WETP Cooperative Agreement Awardee:
"Lessons from Graniteville" DVD
Specific Aims of “Lessons Learned from Graniteville” DVD
The specific objective of this Phase I R&D effort is to further the development of Advanced Training Technology products for the health and safety training of first responders to rail hazmat incidents. As defined by 29 CFR 1910.120 (http://www.osha.gov/pls/oshaweb/owadisp.show_ document?p_table=STANDARDS&p_id=9765) , first responders at the awareness or operations level are individuals who respond to releases of hazardous substances to protect nearby persons, property, or the environment from the effects of the release.
During Phase I of the project, MetaMedia and the Rail Workers will determine the training needs of the target audience, design a training tool to meet those needs, and produce a working prototype of the product that will be evaluated in an actual training session. Deliverables for Phase I will be a Design Document providing a blueprint for building the training tool, a Working DVD Prototype providing an interactive case study, and an Evaluation Report describing the effectiveness of the Lessons Learned from Graniteville DVD prototype.

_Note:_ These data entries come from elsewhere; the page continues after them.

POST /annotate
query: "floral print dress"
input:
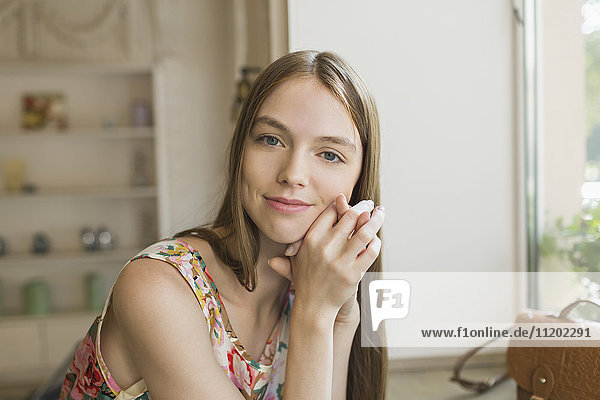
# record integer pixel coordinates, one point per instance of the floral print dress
(89, 378)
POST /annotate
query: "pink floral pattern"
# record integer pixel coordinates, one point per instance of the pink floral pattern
(89, 378)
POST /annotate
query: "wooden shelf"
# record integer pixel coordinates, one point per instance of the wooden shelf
(67, 257)
(83, 133)
(50, 317)
(117, 192)
(73, 67)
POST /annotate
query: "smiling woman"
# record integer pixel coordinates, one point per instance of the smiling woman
(281, 262)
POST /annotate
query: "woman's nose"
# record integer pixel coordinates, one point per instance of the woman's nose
(294, 171)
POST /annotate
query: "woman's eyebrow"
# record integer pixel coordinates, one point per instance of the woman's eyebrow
(340, 140)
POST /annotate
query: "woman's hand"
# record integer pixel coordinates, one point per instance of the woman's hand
(345, 226)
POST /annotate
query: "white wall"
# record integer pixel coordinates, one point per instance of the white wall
(562, 71)
(195, 89)
(442, 75)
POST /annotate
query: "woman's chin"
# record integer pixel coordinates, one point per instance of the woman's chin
(286, 235)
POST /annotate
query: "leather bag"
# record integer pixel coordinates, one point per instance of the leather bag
(547, 373)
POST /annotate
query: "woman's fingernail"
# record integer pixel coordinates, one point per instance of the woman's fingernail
(289, 250)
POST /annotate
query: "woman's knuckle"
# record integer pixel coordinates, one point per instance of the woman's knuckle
(363, 235)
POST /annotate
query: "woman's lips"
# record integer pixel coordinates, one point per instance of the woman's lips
(287, 208)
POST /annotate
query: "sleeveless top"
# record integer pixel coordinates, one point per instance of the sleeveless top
(89, 378)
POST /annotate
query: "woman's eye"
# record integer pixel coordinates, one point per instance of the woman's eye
(331, 157)
(270, 140)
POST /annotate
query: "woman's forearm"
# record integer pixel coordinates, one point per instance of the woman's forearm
(343, 335)
(309, 366)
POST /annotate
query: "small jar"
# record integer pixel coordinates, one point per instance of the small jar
(36, 298)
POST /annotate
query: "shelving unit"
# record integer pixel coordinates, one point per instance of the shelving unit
(83, 176)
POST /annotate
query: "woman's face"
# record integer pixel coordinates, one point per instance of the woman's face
(303, 148)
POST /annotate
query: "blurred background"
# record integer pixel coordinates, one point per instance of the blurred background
(115, 117)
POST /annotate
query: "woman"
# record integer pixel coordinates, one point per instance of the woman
(306, 140)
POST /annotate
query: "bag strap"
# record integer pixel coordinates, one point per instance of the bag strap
(488, 383)
(480, 386)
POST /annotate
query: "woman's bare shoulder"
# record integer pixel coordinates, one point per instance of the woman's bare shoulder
(166, 333)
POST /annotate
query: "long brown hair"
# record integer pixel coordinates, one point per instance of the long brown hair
(367, 368)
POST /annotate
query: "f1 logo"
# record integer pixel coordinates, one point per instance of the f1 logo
(389, 299)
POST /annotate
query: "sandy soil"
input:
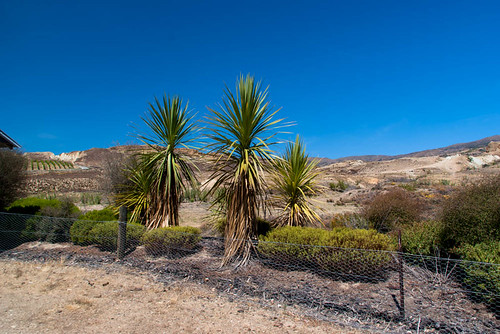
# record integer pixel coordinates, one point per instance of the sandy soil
(55, 298)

The long-term objective of the proposed research (Phase II) is to produce a DVD-based product to better prepare a wide variety of emergency response personnel to more safely and effectively respond to rail accidents involving hazardous materials. Interactive DVD represents a technological innovation over traditional training media. It provides a low-cost approach to providing interactive video simulations in the classroom.
The commercial applications for the proposed product are widespread. The potential audience for the Lessons Learned from Graniteville DVD is large. It includes all first responders, skilled support personnel, and rail workers who may be first on the scene at a derailment and/or involved in rescue and clean-up operations. The number of first responders alone is large. There are more than 1 million firefighters, 800,000 law enforcement officers, and 840,000 EMTs and paramedics across the country, and “they need targeted and effective training to develop and hone the specialized skills they need to fulfill their homeland security responsibilities.” Funding for procuring training materials for first responders is now widely available at the local and state level, and there is currently no Advanced Training Technology product that addresses hazmat rail incidents.